Noioso, lento, disturbante. Più o meno questo il compendio di aggettivi squalificativi utilizzato dall’ampio parterre di detrattori dell’ultimo film di Nanni Moretti, quel Tre piani presentato quest’anno a Cannes con esiti di critica controversi.

E allora partiamo da qui, dagli aggettivi. Il tentativo di cambiare strada, girando un film non direttamente scaturito da un’idea genuinamente morettiana (è tratto dall’omonimo romanzo dell’israeliano Eshkol Nevo) anche per me non ha dato il risultato sperato. Vediamo di capirne il perché.

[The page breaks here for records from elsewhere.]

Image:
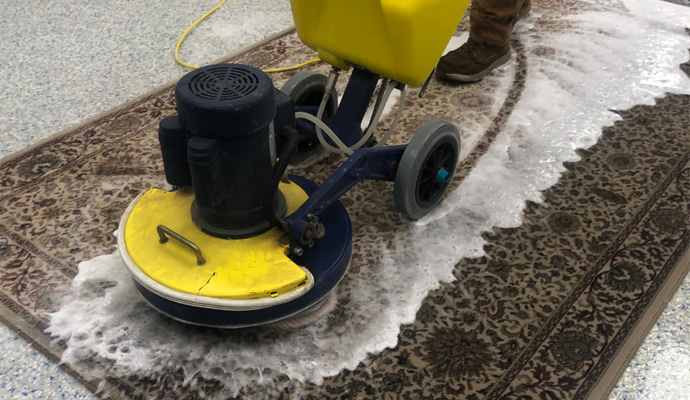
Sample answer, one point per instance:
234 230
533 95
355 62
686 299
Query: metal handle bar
163 230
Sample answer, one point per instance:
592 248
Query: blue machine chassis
328 262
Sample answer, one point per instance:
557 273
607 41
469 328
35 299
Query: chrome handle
163 230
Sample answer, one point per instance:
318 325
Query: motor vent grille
223 82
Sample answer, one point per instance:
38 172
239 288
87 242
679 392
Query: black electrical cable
294 138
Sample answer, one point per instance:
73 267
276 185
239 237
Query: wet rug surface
567 220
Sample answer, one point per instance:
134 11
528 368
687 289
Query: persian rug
551 307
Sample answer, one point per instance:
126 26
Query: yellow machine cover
399 39
235 269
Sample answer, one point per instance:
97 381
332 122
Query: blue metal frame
347 121
373 163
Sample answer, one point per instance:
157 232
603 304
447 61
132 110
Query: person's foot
471 62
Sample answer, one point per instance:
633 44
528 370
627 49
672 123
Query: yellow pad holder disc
236 269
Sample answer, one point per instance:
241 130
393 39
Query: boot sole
524 11
481 74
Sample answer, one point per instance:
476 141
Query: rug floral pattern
539 316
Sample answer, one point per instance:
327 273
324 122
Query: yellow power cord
186 32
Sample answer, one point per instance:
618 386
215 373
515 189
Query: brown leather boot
471 62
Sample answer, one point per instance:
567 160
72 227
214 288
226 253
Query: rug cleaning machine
237 242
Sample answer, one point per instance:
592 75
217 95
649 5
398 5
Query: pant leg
492 21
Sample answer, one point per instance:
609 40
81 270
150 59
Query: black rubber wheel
306 88
426 169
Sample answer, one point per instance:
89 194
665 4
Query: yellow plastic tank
399 39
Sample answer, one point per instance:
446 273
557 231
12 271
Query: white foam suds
610 60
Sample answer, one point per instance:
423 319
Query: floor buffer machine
238 242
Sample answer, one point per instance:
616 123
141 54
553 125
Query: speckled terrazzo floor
65 62
59 72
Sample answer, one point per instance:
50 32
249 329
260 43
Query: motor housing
222 143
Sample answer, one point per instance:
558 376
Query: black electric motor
222 143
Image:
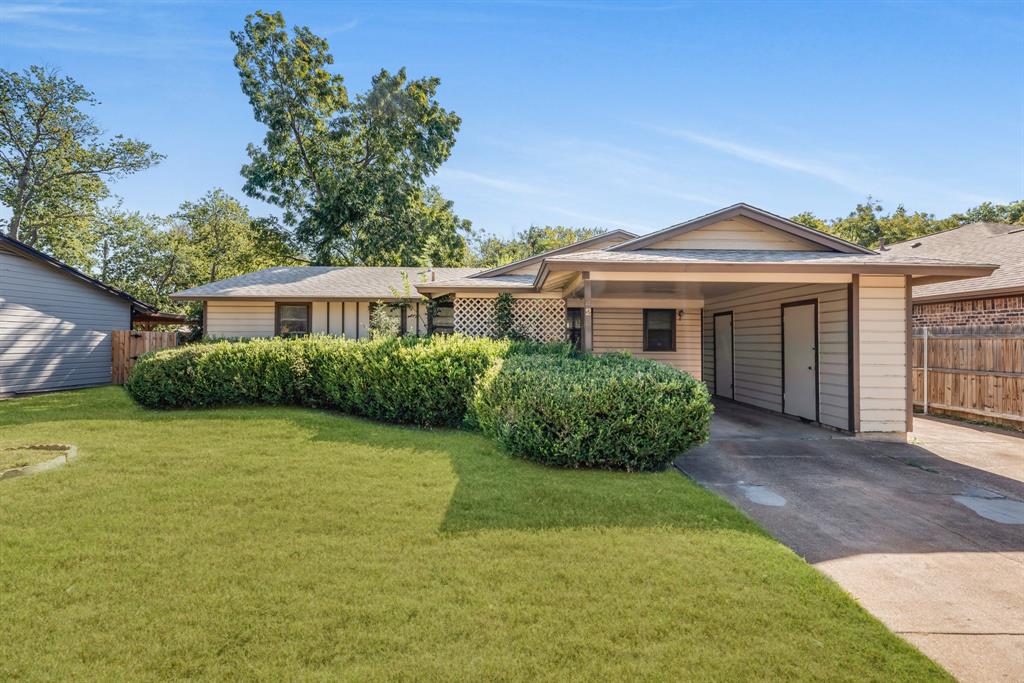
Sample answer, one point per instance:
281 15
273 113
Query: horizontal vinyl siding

L’aggettivo “disturbante”, applicato a un’opera cinematografica, non comporta in genere una connotazione negativa. È anzi il segnale di una scossa, di un esperimento riuscito. Se l’esperimento non riesce, ecco affacciarsi la delusione, e con lei, fatalmente, l’insoddisfazione di assistere effettivamente a un film lento, a tratti noioso, in cui la morale così cara a Moretti perde ogni riferimento kantiano, calata com’è in un microcosmo borghese fatto di personaggi per lo più dolenti e antipatici, che l’autore non riesce a comprendere e padroneggiare con la consueta ironia. Consapevole forse di ciò, Moretti consente a se stesso e agli spettatori una boccata d’ossigeno, ma solo nel finale delle tre storie parallele, e addirittura una autocitazione nella scena del ballo in strada. Il tutto suona purtroppo incongruo e fuori registro nella cupezza complessiva di un film che, nelle mani di Bunuel, o Visconti, o addirittura di Paolo Sorrentino avrebbe avuto un altro respiro.

Citazioni di merito per Margherita Buy, credibile e puntuale come sempre, per Anna Bonaiuto, Tommaso Ragno e Stefano Dionisi, tutti in piccoli ruoli.